Maybe we didn't anticipate the disruption when we removed the carrots and sticks, but this period of chaos will pass. Hopefully we'll end up with a more responsive government.

Meanwhile, we should also count the cost of some of those campaign reforms: They've helped sideline the political parties' establishment leadership, and helped create the current partisan gridlock that so many people lament. People keep asking why John Boehner can't control his caucus, even though the answer is obvious: He has neither carrots nor sticks with which to keep them in line. He can't use earmarks to give anything, and he can't take anything away, because parties no longer control either ballot access or fundraising the way they once did. What's left? Jawboning them about the good of the party, which he has tried, endlessly, with little success. At this point, both the Democratic and Republican parties look more like heritage brands than the powerful institutions they used to be.

One by one, we've stripped away the means that parties used to control their membership: replaced party bosses with primary elections, limited the ability of big donors to directly fund and influence campaigns, cracked down on earmarks and other pork-barrel policies, torn down the congressional institutional structures that used to let a few powerful politicians essentially control what bills made it to a vote. Each step was hailed as a progressive move toward a more flourishing democracy, and perhaps they were. But the more perfect our democracy gets, the more it seems to tend towards chaos. Witness the astonishing longevity of Trump as an electoral force.

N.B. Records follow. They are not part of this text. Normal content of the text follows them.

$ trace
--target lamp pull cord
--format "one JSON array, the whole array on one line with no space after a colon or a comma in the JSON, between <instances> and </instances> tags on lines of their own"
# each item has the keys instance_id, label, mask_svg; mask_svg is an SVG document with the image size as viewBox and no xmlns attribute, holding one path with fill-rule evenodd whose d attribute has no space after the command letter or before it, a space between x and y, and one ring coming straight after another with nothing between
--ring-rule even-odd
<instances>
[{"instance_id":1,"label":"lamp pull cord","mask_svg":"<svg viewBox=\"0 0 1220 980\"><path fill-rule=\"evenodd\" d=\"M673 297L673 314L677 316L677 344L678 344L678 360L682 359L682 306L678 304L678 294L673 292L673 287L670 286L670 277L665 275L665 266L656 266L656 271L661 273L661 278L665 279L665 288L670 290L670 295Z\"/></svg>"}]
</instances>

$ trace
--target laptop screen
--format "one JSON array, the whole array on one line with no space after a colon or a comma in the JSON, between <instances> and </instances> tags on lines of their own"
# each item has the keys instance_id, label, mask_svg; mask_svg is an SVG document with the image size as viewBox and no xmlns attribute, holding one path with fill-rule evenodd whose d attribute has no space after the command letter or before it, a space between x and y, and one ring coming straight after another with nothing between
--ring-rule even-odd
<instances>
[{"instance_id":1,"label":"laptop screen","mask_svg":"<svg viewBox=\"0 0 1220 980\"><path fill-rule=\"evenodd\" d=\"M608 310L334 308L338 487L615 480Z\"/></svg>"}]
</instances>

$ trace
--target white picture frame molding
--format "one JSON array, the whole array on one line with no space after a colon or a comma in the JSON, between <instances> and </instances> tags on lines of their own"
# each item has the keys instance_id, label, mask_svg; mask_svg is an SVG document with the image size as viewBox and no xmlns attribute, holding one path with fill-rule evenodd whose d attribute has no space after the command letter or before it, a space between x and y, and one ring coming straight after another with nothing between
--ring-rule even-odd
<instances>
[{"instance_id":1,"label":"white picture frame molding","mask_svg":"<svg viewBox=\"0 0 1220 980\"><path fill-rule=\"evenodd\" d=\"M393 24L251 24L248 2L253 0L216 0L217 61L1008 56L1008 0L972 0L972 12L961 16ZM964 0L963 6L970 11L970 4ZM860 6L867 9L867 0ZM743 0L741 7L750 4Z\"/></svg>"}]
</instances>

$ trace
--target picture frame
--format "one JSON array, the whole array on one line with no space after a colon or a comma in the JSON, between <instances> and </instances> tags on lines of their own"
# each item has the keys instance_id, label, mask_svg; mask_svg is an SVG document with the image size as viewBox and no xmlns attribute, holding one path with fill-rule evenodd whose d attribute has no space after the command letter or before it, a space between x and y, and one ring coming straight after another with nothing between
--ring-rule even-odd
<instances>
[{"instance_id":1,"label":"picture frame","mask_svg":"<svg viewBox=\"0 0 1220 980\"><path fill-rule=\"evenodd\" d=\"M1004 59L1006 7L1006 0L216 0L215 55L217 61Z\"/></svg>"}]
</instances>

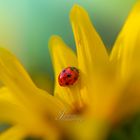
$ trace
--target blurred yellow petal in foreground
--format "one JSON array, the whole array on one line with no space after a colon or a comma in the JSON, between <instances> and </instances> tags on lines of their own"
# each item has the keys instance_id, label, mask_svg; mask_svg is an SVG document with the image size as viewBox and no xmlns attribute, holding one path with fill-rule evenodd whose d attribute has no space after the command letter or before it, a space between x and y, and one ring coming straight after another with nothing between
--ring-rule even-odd
<instances>
[{"instance_id":1,"label":"blurred yellow petal in foreground","mask_svg":"<svg viewBox=\"0 0 140 140\"><path fill-rule=\"evenodd\" d=\"M12 125L1 140L105 140L118 121L140 111L140 2L128 17L111 55L87 12L70 12L77 55L58 36L49 49L55 70L54 95L39 89L8 50L0 48L0 121ZM58 75L77 67L77 83L60 87Z\"/></svg>"}]
</instances>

Jim Webb dropped out of the Democrat primary a couple of days ago. As a conservative, it's easy to lament that the Other Party is so far out of whack that an honorable man like Webb can't attract much support.

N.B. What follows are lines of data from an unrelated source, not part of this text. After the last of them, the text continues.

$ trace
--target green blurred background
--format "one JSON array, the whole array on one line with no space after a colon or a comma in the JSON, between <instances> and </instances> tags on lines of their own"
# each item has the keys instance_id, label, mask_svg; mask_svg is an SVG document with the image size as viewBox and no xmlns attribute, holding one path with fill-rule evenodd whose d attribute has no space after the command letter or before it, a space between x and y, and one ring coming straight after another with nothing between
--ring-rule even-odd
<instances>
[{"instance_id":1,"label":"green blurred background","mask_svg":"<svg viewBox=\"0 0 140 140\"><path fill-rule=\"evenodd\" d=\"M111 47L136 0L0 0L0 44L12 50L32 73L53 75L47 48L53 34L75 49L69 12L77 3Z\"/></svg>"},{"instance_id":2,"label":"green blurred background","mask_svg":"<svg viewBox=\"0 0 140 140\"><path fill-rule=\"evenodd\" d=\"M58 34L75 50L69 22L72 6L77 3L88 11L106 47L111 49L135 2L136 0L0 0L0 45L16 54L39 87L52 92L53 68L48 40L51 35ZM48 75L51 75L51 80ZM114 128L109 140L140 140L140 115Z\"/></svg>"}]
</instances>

However, don't forget that Senator Webb was the 60th vote required to break a filibuster and pass Obamacare. Webb's decision to run as a Democrat in 2006 was opportunistic, and his support for Obamacare was opportunistic. Now that his usefulness to the Democrats has passed, he shouldn't be surprised to be looking up at the underside of the bus.

Conceding that his "views on many issues are not compatible with the power structure and base of the Democratic Party," Webb, a U.S. senator from 2007 to 2013, left the race Tuesday.

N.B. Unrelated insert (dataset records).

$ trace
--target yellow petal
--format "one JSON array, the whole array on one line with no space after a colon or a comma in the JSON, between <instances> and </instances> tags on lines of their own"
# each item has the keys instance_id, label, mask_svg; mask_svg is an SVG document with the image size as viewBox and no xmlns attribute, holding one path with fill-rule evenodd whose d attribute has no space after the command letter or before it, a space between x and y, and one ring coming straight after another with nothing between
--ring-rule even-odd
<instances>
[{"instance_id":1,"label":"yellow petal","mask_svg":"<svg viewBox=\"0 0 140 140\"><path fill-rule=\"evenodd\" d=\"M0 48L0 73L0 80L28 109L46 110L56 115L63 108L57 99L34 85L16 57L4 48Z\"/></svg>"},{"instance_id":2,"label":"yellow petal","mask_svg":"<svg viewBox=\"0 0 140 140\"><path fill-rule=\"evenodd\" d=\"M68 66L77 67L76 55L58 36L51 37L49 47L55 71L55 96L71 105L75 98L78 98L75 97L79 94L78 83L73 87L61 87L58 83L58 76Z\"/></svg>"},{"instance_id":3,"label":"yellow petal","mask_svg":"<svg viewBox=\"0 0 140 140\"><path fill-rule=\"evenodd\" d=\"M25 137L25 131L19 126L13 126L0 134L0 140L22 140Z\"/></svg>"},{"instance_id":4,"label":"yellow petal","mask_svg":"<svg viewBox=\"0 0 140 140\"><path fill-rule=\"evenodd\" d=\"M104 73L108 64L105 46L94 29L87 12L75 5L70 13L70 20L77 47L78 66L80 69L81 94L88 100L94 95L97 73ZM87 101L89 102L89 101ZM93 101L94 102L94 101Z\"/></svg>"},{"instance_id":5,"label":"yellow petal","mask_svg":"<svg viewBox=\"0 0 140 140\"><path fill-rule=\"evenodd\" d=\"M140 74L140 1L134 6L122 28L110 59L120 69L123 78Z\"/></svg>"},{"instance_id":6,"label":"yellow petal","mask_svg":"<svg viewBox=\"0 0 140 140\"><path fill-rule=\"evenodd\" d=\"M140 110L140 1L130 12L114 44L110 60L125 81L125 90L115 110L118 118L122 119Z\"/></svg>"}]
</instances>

Webb's differences with the party are not entirely about policy issues.

He's just too much of a traditional man to suit the tastes of today's Democrats.
Webb, a graduate of the U.S. Naval Academy, served multiple tours in Vietnam where he took shrapnel, and was secretary of the Navy under President Reagan.

He was an honorable and decorated Marine who said during last week's Democratic debate that the enemy he was most proud of making was the "the enemy soldier that threw the grenade that wounded me, but he's not around right now to talk to."